Zapala Matthew A, Schork Nicholas J
Biomedical Sciences Graduate Program and the Polymorphism Research Laboratory, Department of Psychiatry, Moores UCSD Cancer Center, Center for Human Genetics and Genomics, University of California at San Diego, La Jolla, CA 92093, USA.
Proc Natl Acad Sci U S A. 2006 Dec 19;103(51):19430-5. doi: 10.1073/pnas.0609333103. Epub 2006 Dec 4.
A fundamental step in the analysis of gene expression and other high-dimensional genomic data is the calculation of the similarity or distance between pairs of individual samples in a study. If one has collected N total samples and assayed the expression level of G genes on those samples, then an N x N similarity matrix can be formed that reflects the correlation or similarity of the samples with respect to the expression values over the G genes. This matrix can then be examined for patterns via standard data reduction and cluster analysis techniques. We consider an alternative to conventional data reduction and cluster analyses of similarity matrices that is rooted in traditional linear models. This analysis method allows predictor variables collected on the samples to be related to variation in the pairwise similarity/distance values reflected in the matrix. The proposed multivariate method avoids the need for reducing the dimensions of a similarity matrix, can be used to assess relationships between the genes used to construct the matrix and additional information collected on the samples under study, and can be used to analyze individual genes or groups of genes identified in different ways. The technique can be used with any high-dimensional assay or data type and is ideally suited for testing subsets of genes defined by their participation in a biochemical pathway or other a priori grouping. We showcase the methodology using three published gene expression data sets.

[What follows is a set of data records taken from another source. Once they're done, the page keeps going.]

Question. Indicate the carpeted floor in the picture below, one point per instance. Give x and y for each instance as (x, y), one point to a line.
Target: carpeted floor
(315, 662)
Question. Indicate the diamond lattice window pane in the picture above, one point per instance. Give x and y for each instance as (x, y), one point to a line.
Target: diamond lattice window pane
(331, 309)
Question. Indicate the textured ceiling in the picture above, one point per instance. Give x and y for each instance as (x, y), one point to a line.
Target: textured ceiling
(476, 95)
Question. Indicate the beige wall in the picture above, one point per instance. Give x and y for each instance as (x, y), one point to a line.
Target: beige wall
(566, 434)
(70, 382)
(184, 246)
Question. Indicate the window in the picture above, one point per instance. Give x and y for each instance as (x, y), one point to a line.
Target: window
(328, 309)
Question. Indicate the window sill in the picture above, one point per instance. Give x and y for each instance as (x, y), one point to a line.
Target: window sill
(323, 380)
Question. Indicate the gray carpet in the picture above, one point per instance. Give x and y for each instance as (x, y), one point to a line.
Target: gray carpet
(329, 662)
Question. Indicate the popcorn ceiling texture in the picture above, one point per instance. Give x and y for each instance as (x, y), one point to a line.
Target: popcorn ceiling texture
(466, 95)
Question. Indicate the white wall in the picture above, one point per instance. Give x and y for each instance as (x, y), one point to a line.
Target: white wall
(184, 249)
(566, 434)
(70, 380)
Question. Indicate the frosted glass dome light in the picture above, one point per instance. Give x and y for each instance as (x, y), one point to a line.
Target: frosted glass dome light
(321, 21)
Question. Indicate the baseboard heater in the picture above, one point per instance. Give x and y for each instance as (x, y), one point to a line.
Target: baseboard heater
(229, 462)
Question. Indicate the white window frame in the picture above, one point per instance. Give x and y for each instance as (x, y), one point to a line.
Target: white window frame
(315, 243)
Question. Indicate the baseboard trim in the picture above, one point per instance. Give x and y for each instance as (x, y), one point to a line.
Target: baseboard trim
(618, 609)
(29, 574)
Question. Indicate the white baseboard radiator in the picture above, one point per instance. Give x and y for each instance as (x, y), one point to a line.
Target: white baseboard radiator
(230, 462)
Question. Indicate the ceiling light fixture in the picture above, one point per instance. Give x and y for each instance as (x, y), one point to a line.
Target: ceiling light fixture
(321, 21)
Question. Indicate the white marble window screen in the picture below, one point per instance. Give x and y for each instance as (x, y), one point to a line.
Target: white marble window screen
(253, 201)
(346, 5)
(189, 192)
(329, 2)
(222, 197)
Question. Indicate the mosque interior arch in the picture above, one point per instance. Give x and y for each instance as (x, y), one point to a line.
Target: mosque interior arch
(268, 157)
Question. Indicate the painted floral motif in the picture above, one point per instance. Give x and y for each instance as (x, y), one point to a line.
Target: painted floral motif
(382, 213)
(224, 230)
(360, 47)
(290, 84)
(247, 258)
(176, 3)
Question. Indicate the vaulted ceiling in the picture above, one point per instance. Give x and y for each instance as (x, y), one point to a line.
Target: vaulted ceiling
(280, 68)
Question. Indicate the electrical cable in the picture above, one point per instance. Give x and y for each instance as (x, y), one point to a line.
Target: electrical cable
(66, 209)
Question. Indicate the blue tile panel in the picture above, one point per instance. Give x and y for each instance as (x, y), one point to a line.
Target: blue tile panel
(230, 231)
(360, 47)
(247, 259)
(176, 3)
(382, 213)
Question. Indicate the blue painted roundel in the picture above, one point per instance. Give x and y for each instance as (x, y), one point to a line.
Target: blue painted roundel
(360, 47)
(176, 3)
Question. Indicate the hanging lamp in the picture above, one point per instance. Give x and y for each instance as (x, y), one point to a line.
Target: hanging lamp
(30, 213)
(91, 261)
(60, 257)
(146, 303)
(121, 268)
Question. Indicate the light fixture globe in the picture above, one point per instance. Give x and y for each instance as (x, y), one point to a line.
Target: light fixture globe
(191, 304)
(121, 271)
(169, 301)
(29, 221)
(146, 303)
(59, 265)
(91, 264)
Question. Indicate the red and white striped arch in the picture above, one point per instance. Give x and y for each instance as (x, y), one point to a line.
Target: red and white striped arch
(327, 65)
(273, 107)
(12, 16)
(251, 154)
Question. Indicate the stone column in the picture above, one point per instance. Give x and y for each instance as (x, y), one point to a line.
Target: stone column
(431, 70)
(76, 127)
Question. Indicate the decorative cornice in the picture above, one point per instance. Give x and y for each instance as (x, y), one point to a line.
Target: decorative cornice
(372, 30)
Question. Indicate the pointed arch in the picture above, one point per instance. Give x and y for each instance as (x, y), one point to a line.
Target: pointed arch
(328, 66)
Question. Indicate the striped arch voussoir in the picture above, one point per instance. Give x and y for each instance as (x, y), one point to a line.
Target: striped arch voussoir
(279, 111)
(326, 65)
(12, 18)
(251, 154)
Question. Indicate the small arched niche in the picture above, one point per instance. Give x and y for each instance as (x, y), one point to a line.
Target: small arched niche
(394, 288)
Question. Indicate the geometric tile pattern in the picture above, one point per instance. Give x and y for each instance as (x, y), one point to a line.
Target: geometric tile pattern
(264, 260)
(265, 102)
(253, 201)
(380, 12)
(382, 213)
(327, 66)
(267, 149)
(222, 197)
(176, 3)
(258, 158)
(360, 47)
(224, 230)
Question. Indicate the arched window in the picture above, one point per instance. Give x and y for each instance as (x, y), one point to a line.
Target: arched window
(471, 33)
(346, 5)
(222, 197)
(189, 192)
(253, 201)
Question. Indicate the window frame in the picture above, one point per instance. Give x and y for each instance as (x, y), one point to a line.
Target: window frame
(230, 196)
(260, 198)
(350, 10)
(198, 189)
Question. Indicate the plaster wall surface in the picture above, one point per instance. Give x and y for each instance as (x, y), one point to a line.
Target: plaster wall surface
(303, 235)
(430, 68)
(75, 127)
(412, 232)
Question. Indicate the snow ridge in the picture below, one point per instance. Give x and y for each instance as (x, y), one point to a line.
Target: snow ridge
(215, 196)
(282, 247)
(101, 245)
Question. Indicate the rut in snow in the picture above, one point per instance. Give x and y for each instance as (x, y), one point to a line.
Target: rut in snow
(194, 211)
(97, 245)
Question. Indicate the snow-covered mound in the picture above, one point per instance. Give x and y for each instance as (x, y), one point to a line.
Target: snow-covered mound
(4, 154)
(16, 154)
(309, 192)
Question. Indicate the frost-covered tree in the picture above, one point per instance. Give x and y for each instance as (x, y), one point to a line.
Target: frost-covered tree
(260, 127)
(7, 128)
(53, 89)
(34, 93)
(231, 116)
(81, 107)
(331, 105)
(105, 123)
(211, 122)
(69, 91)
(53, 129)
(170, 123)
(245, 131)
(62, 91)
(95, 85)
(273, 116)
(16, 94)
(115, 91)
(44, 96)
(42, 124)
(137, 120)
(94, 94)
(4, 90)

基因表达及其他高维基因组数据分析的一个基本步骤是计算研究中各个样本对之间的相似度或距离。如果总共收集了N个样本,并检测了这些样本上G个基因的表达水平,那么就可以形成一个N×N的相似度矩阵,该矩阵反映了样本在G个基因的表达值方面的相关性或相似性。然后,可以通过标准的数据降维和聚类分析技术来检查这个矩阵中的模式。我们考虑一种替代传统相似度矩阵数据降维和聚类分析的方法,它基于传统的线性模型。这种分析方法允许样本上收集的预测变量与矩阵中反映的成对相似度/距离值的变化相关。所提出的多变量方法避免了对相似度矩阵进行降维的需要,可用于评估用于构建矩阵的基因与所研究样本上收集的其他信息之间的关系,并且可用于分析以不同方式识别的单个基因或基因组。该技术可用于任何高维检测或数据类型,非常适合测试由其参与生化途径或其他先验分组定义的基因子集。我们使用三个已发表的基因表达数据集展示了该方法。